THM Lazy Admin Writeup


This is my write up of the “Lazy Admin” challenge, provided by THM, whom is a fantastic challenge for newcomers to apply their newly gained skills against, whilst reinforcing to more-experienced users how easy it is to overlook the more obvious vulnerabilities.

Room Cover


We are told to simply “have some fun!
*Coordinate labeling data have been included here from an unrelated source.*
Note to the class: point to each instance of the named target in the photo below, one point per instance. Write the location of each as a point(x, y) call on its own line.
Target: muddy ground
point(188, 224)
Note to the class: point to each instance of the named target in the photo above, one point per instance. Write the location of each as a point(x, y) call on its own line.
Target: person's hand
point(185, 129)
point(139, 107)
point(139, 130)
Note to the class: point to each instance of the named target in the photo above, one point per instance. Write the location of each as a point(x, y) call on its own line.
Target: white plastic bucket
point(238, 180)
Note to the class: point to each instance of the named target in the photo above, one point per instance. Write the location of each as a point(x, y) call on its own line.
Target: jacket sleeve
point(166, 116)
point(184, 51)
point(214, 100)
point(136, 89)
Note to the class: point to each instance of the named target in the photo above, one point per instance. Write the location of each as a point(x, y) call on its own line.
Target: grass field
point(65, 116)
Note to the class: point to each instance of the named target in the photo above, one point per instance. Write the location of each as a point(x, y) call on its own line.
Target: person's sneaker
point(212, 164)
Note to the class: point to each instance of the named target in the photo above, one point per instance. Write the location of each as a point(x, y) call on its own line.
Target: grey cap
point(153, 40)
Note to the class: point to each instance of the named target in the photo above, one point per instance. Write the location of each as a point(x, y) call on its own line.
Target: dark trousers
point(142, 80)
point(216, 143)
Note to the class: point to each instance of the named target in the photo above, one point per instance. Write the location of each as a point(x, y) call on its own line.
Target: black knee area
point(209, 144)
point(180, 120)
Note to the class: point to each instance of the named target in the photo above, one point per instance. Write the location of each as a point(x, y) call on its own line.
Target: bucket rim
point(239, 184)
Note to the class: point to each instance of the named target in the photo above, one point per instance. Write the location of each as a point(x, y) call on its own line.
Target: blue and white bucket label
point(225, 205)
There might be multiple ways to get user access”

I have only had the opportunity to explore one method, but if I get the chance, I’ll certainly revisit the room and have another prod.

Tasks / Flags:

  • What is the value of the user flag?
  • What is the value of the root flag?

Enumeration of Host

After launching the instance on the THM platform, I will be running ye ol’ Nmap scan for service discovery and potential attack vectors.

nmap -sV 10.x.x.x

We discover the following services:

  • OpenSSH 7.2 on port 22/tcp
  • Apache HTTP 2.4.18 on port 80/tcp

With Nmap only being able to fingerprint the Operating System as simply being “Ubuntu”
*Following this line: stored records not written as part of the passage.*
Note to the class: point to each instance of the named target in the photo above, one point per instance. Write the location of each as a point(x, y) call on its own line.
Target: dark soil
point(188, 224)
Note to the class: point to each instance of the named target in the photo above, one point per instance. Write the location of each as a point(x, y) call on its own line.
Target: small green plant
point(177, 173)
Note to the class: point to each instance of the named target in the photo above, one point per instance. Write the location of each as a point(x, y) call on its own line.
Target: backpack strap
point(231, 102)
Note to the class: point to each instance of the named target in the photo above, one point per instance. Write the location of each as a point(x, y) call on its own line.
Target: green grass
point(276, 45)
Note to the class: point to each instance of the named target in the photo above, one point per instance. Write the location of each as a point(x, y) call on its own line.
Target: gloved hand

The following post pursues gaining access to the system via the web application, however on second thought, perhaps a quicker way could of been through targeting SSH. I will visit this later.

The Web Service

Apache Landing Page

As we are only presented with the post-install HTML page of Apache, there must be more to this then meets the eye. It does however, confirm that the service is running on a Ubuntu distribution, this may be useful for privilege escalation later.


Lets enumerate pages to discover the presence of any additional directories using the common Dirbuster wordlist:

Enumerating Directories via Dirbuster

Lets keep the thread count low so as to not flood the THM network. We’re in no real rush here, and I don’t expect the application to be huge.
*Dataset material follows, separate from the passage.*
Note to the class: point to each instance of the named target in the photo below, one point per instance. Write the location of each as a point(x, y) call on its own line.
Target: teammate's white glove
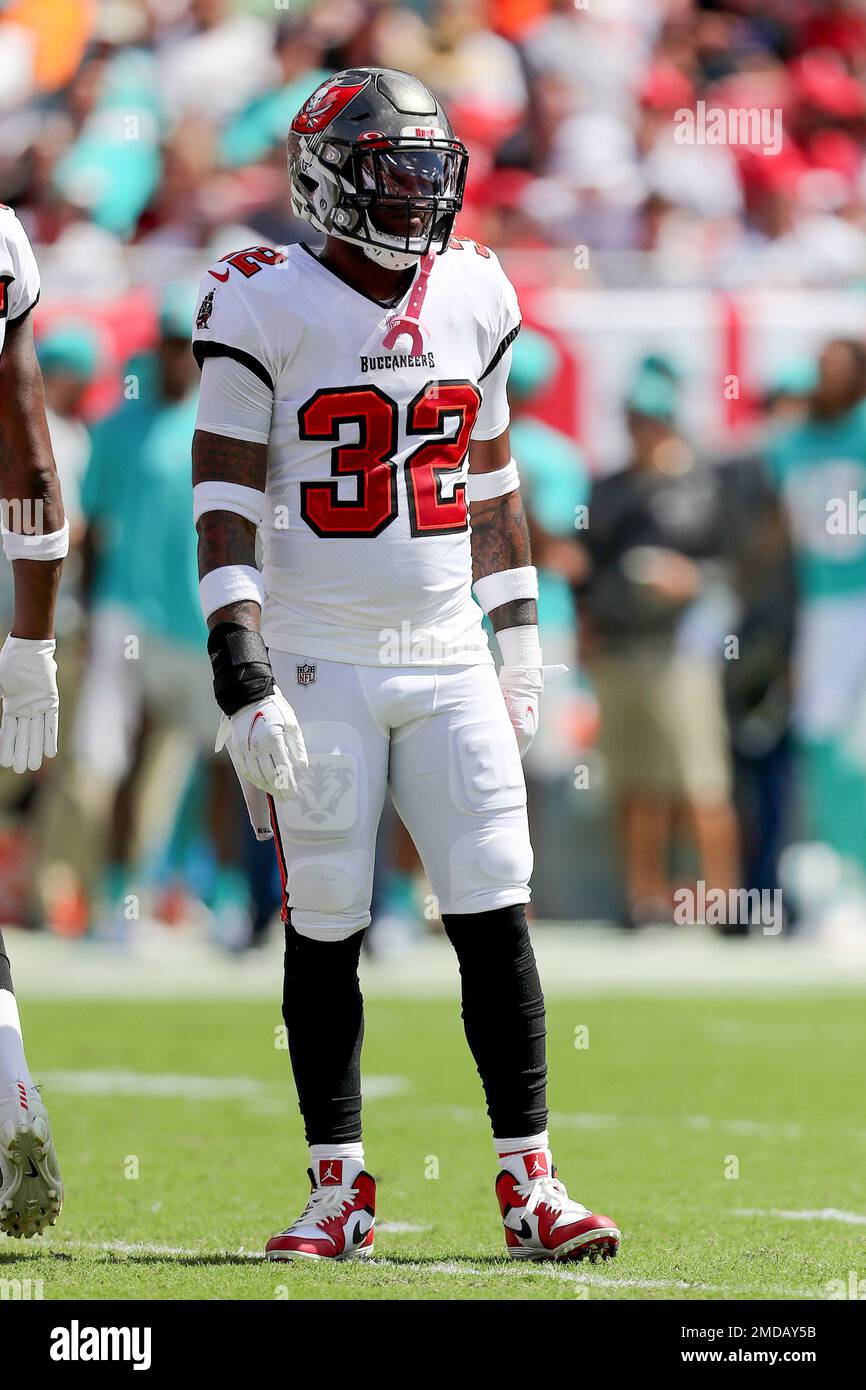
point(31, 704)
point(521, 680)
point(266, 745)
After a couple of minutes, we get a few directories that indicate some content, lets navigate!

Dirbuster Results

SweetRice CMS Landing

Cool! I notice it’s a SweetRice “CMS”, akin to that of Wordpress, etc. Are there any known exploits for it?

Searchsploit Sweetrice

There is! Namely:

  • Arbitrary File Upload/Download
  • Backup Disclosure
  • CSRF

Lets investigate…

Mysql Backup Disclosure Vuln.

We’ll navigate to the directory path, noting that everything is behind the “/content/” directory.

Mysql Backup Directory

Sweet! Let’s download it and import it into an SQL browser

SQL Browser Syntax Error

There’s a syntax error, lets inspect the file then. It reveals a PHP script that merely abstracts the database, hence the failure to import earlier.

PHP Syntaxed File

There’s admin credentials in here - that are easy to find, but I wont disclose them here.

Sweetrice Login

As we recall, there is a possibility of uploading/downloading Arbitrary code, lets figure out where we can upload a file such as a shell.

Attempting Execution

Successful Exploit

Lets find out things like:

  • Where we are
  • What permissions we have and where
  • What can we execute?

Printing working directory

Printing User Home Directory

We notice a script in /home/itguy that calls on a backup file in /etc/

Lets cat the output, and replace our IP address accordingly to the script.

Replacing Backup Script

Lets setup a netcat listener for shell:

nc -lvnp 4000

Local Netcat Listener

Confirming escalation to root. From there the flags are easy to find - think:

  • Where are root user files stored on a Unix system?
  • How/where did we discover the /etc/ script?


  • Challenge uses arbitrary file upload where shells can be spawned
  • Highlights the importance of setting correct User permissions (www-data had sudo permissions!!)
  • How legitimate scripts e.g. backup scripts can be modified to redirect backup output to the attackers machine.

It was good fun :) Cheers THM for providing such a fantastic platform, as well as the creator (whom unfortunately isn’t specified, so I’d assume it’s the core developers in this instance) for the challenge.

As always, So long and thanks for the fish!